I can relate to Nitro’s description of loose trucks on a skateboard, but I don’t know how I feel about that on a snowboard. Basically, a skateboard with loose trucks is limited to a lower top speed before it gets the “speed wobbles,” which is when the board begins to oscillate side to side (often resulting in fright and / or gnarly road rash). The only way to avoid speed wobbles is to slow down, and the same was true on the Gullwing. It was super responsive and loose feeling, which can be great in certain conditions, but it also has a speed limit after which the stability of the board diminishes.
I was taking a run down Kirby’s, which is north facing through steep trees into a series of rocky chutes. Boarding out to the area, I noticed the Gullwing was very responsive, but also noticed the wobble a little bit on a few dips and bumpy parts of the “kitchen wall.” I felt like I was being bucked off moguls and irregularities as a result of having less contact edge during the descent. I would pre-ollie over bumps and land in the troughs, trying to keep chatter down. The only way I could do so was to understand the reason I was being bucked and felt little control: I had breached the board’s speed barrier. Once I realized I was maybe going too fast, scrubbing speed was also tough to control. I initiated a toe-side scrub down “Kirbies right,” but the contact length was less than other boards because of the Gullwing shape and therefore not as effective.

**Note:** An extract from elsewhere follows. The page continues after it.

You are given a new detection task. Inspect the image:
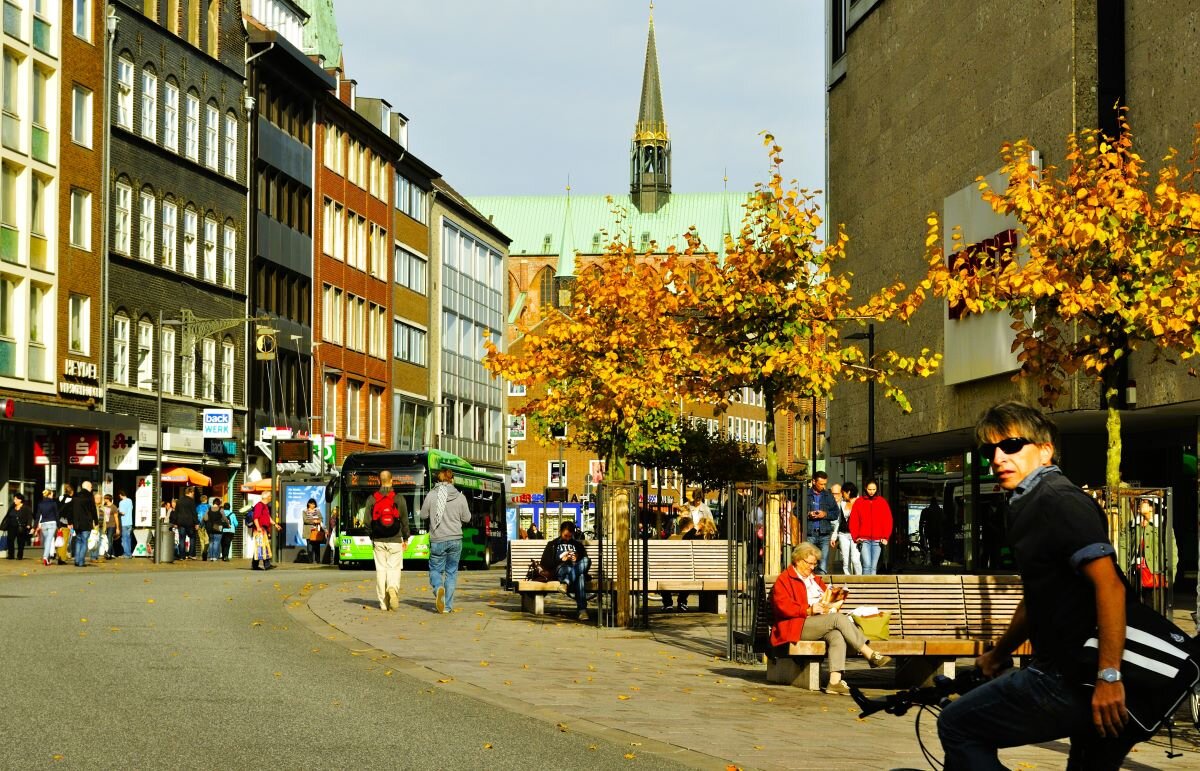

Different temperature conditions affected the board as well. I made a run through some great moguls, which were super fun (playful, which this board is), to a catwalk that had slightly warmer snow. The base didn’t carry across the snow as cleanly and smoothly as other bases I’ve been on. (This kind of transition is normal, however the Gullwing seemed stickier.)
The Team Gullwing was semi-soft, with a stiff overall flex but a soft feel on the nose and tail, which could be pressed easily (aided by relatively catch-free edges and the Gullwing design). The pop on this board was certainly among the best and most powerful of any board I’ve ridden, though I did notice that landing took a little more concentration because the rocker would literally rock me into a back wheelie. The flared up nose and tail also made “the run” harder: hopping and bouncing off the nose and tail in alternating presses to move across flat spots or gain elevation.
The Team Gullwing is a very fun board without being too serious. It fits certain areas of snowboarding well, such as popping hits, low-angle jibbing, and hucking off jumps, but is not quite a one-board quiver in my mind. The main issue I found was the speed limitation. I like to go fast, and I felt a large lack of control at high speed, which is a common feel to boards that have such a drastic angle of mid-length camber, such as Banana Tech from Lib Tech.
Bottom line, if you don’t mind sacrificing a little speed for playfulness, the Team Gullwing is a very solid option.